Habló de la inflexibilidad del pecho del petrel, comparándolo con el de otras aves que apenas lo tenían más rígido que una cesta de mimbre, y añadió que eso probablemente tenía relación con su capacidad de vuelo. Como era habitual siempre que ambos hablaban de lugares en tierra, de maniobras o cosas parecidas, Stephen estaba trazando líneas con vino en la mesa. Jack le seguía con atención.
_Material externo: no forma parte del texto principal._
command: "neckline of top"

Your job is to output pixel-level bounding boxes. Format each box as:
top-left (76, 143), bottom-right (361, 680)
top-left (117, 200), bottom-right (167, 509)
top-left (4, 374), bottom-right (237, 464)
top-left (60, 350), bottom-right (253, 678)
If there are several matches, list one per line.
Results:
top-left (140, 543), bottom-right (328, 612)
—Entiendo y creo que tienes razón —dijo, dibujando un barco visto desde arriba—. Así, como sabes, está la verga mayor cuando llevamos las velas amuradas a estribor. La ajustamos con la braza de babor, que está aquí; llevamos la escota hacia popa y los grátiles de estribor hacia proa, con las bolinas tan tensas que vibran, y luego movemos las amuras hacia el interior y las bajamos hasta la castañuela y la tensamos bien con un motón. Cuando todo esto se hace como lo hacen los buenos marinos, hay muy poca holgura y la vela queda plana como una tabla, y un barco con las velas tan bien ajustadas vuela. Sin duda, aquí hay un paralelismo.